CCCA professor edits newly released handbook of disability and communication

CCCA professor edits newly released handbook of disability and communication


Dr. Joy Cypher, a professor of Communication Studies, co-edited the newly released Palgrave Handbook of Disability and Communication, a collection of essays that, she said, examines “the interconnection between disability and the discourse that makes it meaningful.”

Cypher, who is also coordinator of the Health and Science Communication program in the Ric Edelman College of Communication & Creative Arts, said the new tome will serve researchers and graduate students in communication studies through an exploration of such topics as disability and the power of taboo words, microaggressions toward people with disabilities, identity and intersectionality, and online gaming and disability.

Highly topical, the handbook also explores such 21st century subjects as TikTok, Brexit and artificial intelligence in the context of disability communication, areas of study that aspiring scholars are sure to encounter.

“Handbooks are meant to give the lay of the land for a field you’re studying,” Cypher said. “We look at things like representation in political talk, in social media, and a whole section on advocacy.”

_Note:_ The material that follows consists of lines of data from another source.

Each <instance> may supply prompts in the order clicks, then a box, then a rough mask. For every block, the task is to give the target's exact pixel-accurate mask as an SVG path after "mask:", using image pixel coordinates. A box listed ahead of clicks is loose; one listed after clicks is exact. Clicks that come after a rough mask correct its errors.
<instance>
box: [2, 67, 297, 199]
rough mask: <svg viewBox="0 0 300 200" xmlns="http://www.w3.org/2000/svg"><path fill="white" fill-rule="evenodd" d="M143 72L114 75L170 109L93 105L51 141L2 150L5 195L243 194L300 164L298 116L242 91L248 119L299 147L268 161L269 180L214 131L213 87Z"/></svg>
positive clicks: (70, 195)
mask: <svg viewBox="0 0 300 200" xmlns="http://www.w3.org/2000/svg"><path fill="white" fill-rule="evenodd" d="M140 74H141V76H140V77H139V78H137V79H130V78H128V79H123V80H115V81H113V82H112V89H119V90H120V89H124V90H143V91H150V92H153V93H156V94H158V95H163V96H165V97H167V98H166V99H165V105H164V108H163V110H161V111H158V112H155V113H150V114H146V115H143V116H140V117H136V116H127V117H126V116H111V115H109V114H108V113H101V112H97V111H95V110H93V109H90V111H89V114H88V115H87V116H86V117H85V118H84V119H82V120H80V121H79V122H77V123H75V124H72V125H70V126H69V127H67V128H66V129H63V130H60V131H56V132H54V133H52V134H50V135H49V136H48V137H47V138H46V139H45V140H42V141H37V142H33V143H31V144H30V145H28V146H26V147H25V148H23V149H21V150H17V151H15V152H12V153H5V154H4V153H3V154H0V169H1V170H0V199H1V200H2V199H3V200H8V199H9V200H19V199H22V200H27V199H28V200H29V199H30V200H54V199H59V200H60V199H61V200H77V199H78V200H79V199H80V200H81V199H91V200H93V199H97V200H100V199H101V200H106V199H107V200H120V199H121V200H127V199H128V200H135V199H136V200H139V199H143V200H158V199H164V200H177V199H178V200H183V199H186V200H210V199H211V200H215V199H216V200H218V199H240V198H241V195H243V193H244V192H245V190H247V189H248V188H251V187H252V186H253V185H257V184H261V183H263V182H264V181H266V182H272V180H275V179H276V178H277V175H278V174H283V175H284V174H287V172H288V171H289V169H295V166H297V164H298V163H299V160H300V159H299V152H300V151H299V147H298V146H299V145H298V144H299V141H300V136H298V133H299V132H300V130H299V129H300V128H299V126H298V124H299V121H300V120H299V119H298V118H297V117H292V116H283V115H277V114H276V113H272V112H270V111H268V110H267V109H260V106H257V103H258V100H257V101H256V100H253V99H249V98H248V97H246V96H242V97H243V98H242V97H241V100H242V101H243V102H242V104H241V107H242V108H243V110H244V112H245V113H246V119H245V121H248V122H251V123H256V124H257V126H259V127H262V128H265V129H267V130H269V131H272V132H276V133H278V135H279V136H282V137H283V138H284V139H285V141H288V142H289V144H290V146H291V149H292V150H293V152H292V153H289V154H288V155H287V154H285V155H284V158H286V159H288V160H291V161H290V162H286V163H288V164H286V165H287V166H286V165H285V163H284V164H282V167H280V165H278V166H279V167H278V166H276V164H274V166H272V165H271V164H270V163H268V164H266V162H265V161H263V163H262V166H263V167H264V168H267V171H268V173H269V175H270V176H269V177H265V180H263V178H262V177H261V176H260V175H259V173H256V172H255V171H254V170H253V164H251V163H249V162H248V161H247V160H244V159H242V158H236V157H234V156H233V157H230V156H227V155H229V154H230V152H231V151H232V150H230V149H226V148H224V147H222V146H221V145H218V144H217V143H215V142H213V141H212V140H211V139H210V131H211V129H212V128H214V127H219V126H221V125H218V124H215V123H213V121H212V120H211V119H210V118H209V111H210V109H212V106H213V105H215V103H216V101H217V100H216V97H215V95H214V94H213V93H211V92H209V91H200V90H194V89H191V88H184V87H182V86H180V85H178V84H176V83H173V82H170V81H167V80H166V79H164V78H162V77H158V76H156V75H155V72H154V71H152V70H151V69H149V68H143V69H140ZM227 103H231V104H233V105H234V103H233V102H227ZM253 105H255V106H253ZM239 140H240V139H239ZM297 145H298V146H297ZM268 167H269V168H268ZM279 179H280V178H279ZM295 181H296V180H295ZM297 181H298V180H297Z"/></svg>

Cypher co-edited the book with scholars Michael S. Jeffress of the Medical University of the Americas, Jim Ferris of The University of Toledo, and Julie-Ann Scott-Pollock of the University of North Carolina.

She said a key challenge to editing the handbook, which is a follow up to an edition published in 2000, was narrowing a large field of inquiry into 27 chapters.

“There’s so much diversity of study in the field. We wanted to distill out the most representative examples of excellence in scholarship,” Cypher said. “Thinking of it as an anthology is helpful because it shows all of the different areas we’re trying to address.”

The Palgrave Handbook of Disability and Communication is available through Amazon or the publisher, Palgrave Macmillan.